I run my thumb across the date. “The Flash of 1757.”

“You know what caused it?” Mistress Bramble asks.

Suddenly, I do.

It’s so obvious, I’m not sure why I haven’t connected the dots until now.

“A massive supernatural event,” I say.

When a mortal moved against an angel and his brother died in the crossfire. He begged that angel to bring his brother back to life. She did, but then he trapped her in a tomb and she cast a curse.

“It blew that wrinkle wide. And for 268 years, it’s been feedin’. It feeds and it feeds, and everything inside does the same.”

“What does it feed on?”

“Sorrow. Pain.”

The curse would have given it plenty of sustenance.

But that curse no longer exists. Jude and I destroyed it.

Is this what she meant, then, by us waking a great hunger?

We took away the Overlay’s food source. But then I think of Ivy’s mother, wailing over her daughter’s coffin, offering up an entire feast. Something tells me it doesn’t need the curse to feed.

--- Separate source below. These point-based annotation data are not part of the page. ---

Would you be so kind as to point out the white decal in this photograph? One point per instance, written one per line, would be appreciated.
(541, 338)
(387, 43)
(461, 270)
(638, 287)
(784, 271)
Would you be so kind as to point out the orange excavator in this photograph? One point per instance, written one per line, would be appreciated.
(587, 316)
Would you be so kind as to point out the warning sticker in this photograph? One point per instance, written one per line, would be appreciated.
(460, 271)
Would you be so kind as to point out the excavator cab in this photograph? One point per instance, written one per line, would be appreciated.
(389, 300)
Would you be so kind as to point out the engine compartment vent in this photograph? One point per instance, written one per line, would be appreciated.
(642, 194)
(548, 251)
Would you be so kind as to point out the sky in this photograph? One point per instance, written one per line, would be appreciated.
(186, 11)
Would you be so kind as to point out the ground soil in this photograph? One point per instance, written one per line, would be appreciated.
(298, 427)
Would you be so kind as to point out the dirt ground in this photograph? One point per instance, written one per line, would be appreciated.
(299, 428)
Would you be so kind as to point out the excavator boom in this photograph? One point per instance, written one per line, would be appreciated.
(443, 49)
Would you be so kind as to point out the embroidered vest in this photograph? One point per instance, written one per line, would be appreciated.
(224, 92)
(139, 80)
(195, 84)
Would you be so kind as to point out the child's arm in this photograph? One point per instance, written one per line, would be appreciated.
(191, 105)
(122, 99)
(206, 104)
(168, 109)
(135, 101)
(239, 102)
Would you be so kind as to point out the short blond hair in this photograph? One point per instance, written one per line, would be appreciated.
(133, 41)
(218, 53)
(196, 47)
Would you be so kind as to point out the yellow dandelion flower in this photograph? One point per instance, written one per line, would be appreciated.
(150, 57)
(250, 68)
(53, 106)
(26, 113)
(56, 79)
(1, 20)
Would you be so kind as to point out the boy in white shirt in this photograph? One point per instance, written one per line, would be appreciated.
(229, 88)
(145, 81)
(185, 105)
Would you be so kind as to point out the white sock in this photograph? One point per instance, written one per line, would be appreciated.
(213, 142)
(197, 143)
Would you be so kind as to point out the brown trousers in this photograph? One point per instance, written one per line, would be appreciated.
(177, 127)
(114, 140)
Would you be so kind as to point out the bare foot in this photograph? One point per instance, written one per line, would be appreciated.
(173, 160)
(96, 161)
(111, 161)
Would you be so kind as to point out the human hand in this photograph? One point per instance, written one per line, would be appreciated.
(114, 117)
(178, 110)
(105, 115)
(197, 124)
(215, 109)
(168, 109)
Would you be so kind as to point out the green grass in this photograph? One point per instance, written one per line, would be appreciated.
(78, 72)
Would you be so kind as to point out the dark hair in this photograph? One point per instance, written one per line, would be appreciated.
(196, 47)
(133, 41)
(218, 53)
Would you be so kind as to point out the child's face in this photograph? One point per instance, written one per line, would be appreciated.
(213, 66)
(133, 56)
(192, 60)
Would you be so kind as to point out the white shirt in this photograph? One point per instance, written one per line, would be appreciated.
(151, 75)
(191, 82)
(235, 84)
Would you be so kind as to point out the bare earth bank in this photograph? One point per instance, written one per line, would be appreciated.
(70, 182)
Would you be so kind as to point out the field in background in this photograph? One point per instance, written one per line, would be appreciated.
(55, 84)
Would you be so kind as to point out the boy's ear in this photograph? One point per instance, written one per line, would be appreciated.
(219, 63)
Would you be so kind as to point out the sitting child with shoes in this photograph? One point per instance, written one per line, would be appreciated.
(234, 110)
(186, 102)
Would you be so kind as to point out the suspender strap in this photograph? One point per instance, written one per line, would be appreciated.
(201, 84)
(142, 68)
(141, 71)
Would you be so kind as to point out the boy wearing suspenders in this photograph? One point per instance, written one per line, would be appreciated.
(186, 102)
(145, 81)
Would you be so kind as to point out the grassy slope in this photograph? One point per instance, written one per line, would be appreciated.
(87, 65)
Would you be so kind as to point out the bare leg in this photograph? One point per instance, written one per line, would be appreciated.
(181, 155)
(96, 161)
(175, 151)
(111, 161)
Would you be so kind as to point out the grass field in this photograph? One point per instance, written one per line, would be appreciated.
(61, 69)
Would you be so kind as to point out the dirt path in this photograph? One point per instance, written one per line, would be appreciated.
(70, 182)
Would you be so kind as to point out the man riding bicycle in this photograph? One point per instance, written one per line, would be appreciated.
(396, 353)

“Do you know how to get in?” I ask.

Mistress Bramble pulls the pipe from her mouth. “Why would you wanna go meddlin’ with a place like that?”

“Because someone is trapped in there. Two someones, actually.” My mother and Simon. “Possibly three, if our classmate is still alive.”

A log pops in the grate.

The fire crackles.

I shift forward. “Can you see them?”

Mistress Bramble taps her pipe while shadows flicker across her face.

I grip the tops of my knees, waiting for her to answer. Desperate for her to speak. To tell me the truth. Can she see my mother? But she doesn’t say a word.

I stare into her steely gray eyes. “Do you know how to get in?”

Her chair creaks as she leans away from me. “Even if I did, I’d take that knowin’ to my grave.”